Halmich schlägt Raab die „Fresse ein“
Bei der Pressekonferenz im Kölner Maritim Hotel legt Raab nach. Er habe sich auf den Kampf vorbereitet, in dem er Freundinnen beim Kochen und Putzen zugesehen hat, erklärt er. Und dichtet ein Spottlied mit Reimen wie „Ich hau dir erstmal die Zähne raus, und schick dich dann zurück ins Frauenhaus“. Halmich kontert mit eigenen Sprüchen: „Für mich war es nicht der finanzielle Reiz, sondern in deine Fresse kann man einfach nur reinschlagen, das möchte ich gerne.“ Für ihre sportliche Karriere hat das Match gegen den 37 Kilo schwereren Entertainer keine Bewandtnis, lässt ihre Popularität aber erst recht explodieren.
Ob eine Niederlage überhaupt keine Auswirkungen auf ihre Karriere gehabt hätte? „Wenn ich gegen Raab verloren hätte, da hätte ich mein Gesicht verloren, egal ob sportlich oder privat“, sagt Halmich bestimmt.

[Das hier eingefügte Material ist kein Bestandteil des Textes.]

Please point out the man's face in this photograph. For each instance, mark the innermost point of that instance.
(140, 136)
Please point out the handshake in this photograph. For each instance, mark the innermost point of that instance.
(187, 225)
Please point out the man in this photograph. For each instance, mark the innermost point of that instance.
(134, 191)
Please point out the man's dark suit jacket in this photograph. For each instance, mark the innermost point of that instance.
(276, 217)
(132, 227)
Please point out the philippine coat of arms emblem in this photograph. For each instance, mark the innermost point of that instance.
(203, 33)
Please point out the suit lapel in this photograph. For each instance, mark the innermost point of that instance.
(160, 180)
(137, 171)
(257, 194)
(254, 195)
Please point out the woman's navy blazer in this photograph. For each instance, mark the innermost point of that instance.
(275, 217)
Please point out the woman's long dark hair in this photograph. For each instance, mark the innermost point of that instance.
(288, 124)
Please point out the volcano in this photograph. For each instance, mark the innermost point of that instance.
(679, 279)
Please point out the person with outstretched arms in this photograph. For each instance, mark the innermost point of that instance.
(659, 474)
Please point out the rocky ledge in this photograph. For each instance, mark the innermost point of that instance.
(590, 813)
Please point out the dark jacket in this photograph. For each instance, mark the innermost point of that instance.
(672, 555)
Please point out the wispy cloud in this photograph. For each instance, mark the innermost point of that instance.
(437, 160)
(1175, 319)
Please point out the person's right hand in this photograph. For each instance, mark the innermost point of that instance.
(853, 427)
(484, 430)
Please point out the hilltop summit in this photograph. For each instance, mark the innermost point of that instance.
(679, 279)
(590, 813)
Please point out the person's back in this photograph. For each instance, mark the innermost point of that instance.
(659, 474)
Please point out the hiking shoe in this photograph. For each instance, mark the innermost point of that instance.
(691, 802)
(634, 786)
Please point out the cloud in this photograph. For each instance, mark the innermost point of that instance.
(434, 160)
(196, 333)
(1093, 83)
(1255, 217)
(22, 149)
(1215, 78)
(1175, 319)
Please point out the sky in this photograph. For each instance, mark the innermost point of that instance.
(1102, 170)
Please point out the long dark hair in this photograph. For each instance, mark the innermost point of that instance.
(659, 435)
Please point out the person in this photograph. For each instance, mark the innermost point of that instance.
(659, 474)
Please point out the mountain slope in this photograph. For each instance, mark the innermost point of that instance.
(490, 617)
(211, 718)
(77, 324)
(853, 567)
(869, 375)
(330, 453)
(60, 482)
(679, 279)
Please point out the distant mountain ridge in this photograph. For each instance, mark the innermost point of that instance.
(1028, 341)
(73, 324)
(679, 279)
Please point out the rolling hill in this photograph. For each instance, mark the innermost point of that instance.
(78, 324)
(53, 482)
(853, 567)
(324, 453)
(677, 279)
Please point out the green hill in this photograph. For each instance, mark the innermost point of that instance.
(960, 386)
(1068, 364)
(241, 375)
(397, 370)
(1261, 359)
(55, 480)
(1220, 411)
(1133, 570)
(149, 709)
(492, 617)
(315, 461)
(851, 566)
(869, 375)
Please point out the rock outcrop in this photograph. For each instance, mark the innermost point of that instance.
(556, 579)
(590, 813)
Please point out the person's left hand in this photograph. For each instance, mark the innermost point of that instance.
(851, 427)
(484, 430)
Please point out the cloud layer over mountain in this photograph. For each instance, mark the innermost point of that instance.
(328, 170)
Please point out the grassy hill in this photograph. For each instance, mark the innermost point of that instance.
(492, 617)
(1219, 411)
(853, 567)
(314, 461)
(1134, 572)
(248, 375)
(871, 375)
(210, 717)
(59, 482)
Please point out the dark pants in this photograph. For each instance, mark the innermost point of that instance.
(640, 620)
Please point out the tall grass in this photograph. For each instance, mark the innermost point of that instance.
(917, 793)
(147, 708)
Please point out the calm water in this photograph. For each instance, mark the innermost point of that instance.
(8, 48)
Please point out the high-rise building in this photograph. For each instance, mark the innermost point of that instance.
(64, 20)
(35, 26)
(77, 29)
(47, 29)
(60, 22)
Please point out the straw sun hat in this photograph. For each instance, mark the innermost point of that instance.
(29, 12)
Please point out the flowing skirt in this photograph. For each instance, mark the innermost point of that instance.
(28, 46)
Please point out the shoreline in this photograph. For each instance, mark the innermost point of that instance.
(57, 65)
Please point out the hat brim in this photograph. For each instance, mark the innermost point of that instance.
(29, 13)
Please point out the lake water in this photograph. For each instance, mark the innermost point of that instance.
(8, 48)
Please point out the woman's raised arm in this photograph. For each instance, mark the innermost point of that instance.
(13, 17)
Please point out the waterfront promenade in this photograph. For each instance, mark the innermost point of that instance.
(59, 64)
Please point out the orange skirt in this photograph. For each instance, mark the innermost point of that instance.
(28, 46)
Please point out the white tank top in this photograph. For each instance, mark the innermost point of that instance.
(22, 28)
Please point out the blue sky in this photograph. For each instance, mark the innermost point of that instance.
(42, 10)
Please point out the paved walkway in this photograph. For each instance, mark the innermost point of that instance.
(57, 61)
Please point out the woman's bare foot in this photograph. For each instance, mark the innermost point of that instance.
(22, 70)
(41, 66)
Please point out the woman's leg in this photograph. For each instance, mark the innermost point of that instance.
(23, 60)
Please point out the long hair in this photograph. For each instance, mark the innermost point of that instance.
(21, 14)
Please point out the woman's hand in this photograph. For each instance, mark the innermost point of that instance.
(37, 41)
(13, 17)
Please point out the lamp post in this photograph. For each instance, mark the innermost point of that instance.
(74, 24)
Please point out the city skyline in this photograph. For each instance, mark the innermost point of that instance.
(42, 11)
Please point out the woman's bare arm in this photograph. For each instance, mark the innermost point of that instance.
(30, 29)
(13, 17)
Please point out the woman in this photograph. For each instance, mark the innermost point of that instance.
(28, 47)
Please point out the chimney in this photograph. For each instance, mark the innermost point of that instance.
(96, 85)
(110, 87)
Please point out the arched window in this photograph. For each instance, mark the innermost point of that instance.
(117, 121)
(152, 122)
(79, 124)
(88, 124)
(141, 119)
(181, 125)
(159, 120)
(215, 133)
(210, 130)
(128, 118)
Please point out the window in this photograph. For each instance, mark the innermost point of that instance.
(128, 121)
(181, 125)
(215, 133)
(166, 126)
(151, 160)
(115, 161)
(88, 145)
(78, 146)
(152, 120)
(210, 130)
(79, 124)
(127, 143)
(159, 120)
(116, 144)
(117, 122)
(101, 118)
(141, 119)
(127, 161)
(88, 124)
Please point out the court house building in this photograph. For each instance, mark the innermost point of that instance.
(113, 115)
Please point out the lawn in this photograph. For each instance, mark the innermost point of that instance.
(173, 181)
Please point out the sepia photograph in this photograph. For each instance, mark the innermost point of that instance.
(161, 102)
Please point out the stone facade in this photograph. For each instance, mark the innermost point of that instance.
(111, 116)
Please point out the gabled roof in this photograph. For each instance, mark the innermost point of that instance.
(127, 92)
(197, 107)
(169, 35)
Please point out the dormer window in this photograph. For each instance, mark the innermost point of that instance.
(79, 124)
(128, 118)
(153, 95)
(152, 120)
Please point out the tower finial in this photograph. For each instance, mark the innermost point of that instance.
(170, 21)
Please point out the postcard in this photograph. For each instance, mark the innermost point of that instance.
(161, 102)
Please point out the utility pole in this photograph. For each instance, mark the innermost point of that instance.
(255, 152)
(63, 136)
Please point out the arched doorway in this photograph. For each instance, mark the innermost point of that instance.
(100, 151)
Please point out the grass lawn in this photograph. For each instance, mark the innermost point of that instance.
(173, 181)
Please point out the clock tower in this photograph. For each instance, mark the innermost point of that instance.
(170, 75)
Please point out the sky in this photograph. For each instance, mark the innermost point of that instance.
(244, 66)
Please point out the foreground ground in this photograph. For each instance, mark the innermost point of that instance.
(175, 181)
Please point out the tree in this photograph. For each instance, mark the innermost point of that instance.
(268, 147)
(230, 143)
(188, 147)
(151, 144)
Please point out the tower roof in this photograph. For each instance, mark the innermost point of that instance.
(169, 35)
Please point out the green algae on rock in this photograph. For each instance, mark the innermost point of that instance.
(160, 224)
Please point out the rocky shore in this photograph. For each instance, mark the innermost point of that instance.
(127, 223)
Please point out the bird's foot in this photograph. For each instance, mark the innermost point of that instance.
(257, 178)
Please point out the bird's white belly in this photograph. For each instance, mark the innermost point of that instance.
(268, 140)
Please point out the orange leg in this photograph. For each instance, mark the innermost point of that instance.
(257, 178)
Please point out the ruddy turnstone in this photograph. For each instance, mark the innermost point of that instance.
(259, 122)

Sie behält jedoch ihr Gesicht und demoliert das von Raab, dem sie die Nase bricht. „Es war ein Ausflug in eine Showwelt, aber es hat mir auch Spaß gemacht“, beurteilt sie die Matches gegen den „TV Total“-Moderator im Nachhinein. Für einen Rückkampf kehrt sie im März 2007 in diese Welt zurück. Dieses Mal ist es das ganz große Spektakel: Raab fährt mit einem Panzer ein, 19.500 Zuschauer sind in der Kölnarena vor Ort, im TV verfolgen 7,74 Millionen Zuschauer die Show, bei der Halmich den einstimmigen Punktsieg über den Entertainer erzielt.
Bezahlung nach Quote, nicht nach Geschlecht
Mit seinen despektierlichen Äußerungen in Sachen Frauenboxen ist Raab zum Zeitpunkt ihres ersten Duells kein Einzelfall. „Ich bin mit solchen Sprüchen großgeworden, hatte mir schon ein hartes, dickes Fell angeeignet und gemerkt, dass ich mit dieser ganzen Machoriege fertig werden muss, bis hin zu den Journalisten, die mir die dämlichsten Fragen gestellt haben, so typische Frauenfragen“, beschreibt die Box-Queen den Kampf um Gleichberechtigung. Den führt sie auch am Verhandlungstisch.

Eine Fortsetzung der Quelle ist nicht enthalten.